Spark live stream Compute Java case

Last Update:2016-06-12 Source: Internet

Author: User

Tags iterable

Developer on Alibaba Coud: Build your first app with APIs, SDKs, and tutorials on the Alibaba Cloud. Read more ＞

Now, the online spark-based code is basically Scala, a lot of books are based on Scala, no way, who called Spark is Scala written out, but I do not have a systematic study of Scala, so I can only use Java to write Spark program, Spark supports Java, and Scala is based on the JVM, not to mention, directly on the code

This is the official online example, the Big Data Learning Classic case of Word count
In Linux next terminal enter $ nc-lk 9999

Then run the following code

Packagecom. TG. Spark. Stream;Import Java. Util. Arrays;import org. Apache. Spark.*;import org. Apache. Spark. API. Java. function.*;import org. Apache. Spark. Streaming.*;import org. Apache. Spark. Streaming. API. Java.*;Import Scala. Tuple2;/** * * @author Soup High * * *public class Sparkstream {public static void main (string[] args) {//Create a local StreamingContext with Working thread andBatch//Interval of1Second sparkconf conf = new sparkconf (). Setmaster("Local[4]"). Setappname("Networkwordcount"). Set("Spark.testing.memory","2147480000");Javastreamingcontext JSSC = new Javastreamingcontext (conf, durations. Seconds(1));System. out. println(JSSC);Create a DStream that would connect to hostname:port, like//localhost:9999javareceiverinputdstream<string> lines = JSSC. Sockettextstream("Master",9999);javadstream<string> lines = JSSC. Textfilestream("Hdfs://master:9000/stream");Split each line into words javadstream<string> words = lines. FlatMap(New flatmapfunction<string, string> () {@Override public iterable<string>Pager(Stringx) {System. out. println(Arrays. Aslist(x. Split(" ")). Get(0));Return Arrays. Aslist(x. Split(" "));}        });Count each wordinchEach batch javapairdstream<string, integer> pairs = words.

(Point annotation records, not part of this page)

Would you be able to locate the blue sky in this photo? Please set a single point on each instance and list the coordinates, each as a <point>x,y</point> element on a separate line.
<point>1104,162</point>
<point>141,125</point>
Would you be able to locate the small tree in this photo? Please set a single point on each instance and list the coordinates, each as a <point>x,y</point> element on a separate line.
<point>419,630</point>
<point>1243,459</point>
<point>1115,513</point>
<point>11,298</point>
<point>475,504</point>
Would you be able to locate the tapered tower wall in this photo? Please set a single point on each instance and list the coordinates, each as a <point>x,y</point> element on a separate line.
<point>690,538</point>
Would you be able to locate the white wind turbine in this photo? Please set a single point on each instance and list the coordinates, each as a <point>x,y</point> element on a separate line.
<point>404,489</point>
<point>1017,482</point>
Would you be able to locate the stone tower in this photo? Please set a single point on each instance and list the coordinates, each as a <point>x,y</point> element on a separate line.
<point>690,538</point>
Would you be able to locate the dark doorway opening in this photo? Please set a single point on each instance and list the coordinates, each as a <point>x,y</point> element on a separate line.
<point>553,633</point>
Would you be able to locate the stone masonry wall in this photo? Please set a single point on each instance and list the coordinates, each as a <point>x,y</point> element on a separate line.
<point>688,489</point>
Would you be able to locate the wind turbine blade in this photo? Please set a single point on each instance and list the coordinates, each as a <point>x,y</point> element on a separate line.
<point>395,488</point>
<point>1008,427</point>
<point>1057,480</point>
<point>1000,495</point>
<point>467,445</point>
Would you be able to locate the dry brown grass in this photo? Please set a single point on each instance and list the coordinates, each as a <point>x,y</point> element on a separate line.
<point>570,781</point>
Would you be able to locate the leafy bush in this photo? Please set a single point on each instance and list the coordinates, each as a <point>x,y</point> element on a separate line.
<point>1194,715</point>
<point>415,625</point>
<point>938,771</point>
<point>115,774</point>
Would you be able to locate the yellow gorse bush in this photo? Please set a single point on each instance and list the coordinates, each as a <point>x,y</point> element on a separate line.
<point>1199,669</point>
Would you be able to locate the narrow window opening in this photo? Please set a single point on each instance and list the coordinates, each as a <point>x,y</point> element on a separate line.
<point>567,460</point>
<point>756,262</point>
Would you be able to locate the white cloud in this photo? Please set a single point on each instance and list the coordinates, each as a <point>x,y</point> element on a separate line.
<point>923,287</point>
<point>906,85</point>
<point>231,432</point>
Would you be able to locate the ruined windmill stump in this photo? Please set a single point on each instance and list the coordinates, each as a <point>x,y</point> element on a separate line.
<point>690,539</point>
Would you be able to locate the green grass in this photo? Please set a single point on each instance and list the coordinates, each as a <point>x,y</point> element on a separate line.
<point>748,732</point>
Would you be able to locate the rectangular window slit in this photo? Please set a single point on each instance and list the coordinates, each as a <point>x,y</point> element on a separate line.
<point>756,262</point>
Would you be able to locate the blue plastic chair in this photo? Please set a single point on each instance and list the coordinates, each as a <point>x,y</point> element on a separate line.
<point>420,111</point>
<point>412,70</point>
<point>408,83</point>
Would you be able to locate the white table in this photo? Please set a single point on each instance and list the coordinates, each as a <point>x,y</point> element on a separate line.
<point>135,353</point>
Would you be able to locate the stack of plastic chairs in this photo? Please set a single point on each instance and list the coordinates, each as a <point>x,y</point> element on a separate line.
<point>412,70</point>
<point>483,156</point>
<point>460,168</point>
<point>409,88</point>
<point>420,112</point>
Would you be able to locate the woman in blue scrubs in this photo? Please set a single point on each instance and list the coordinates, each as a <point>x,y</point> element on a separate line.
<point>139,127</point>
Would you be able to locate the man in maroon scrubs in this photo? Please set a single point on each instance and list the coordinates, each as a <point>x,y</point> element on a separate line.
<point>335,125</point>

Maptopair(New pairfunction<string, String, integer> () {@Override public tuple2<string, integer>Pager(String s) {return new tuple2<string, integer> (S,1);}        });System. out. println(pairs);javapairdstream<string, integer> wordcounts = pairs. Reducebykey(New Function2<integer, Integer, integer> () {@Override public IntegerPager(integer i1, integer i2) {return i1 + i2;}        });Print the first ten elements of each RDD generatedinchThis DStream to//the console wordcounts. Print();Wordcounts. Saveashadoopfiles("hdfs://master:9000/testfile/","Spark", New Text (), New Intwritable (), javapairdstream<text,intwritable> ());Wordcounts. Dstream(). Saveastextfiles("hdfs://master:9000/testfile/","Spark");Wordcounts. Saveashadoopfiles("hdfs://master:9000/testfile/","Spark", text,intwritable);System. out. println(wordcounts. Count());Jssc. Start(); System. out. println(wordcounts. Count());//Start the computationJssc. Awaittermination(); Wait for the computation to terminate}}

And then just the terminal input Hello World

# TERMINAL 1:# Running Netcat9999hello world

You can see it through the console.

1357008430000 ms-------------------------------------------(hello,1)(world,1)...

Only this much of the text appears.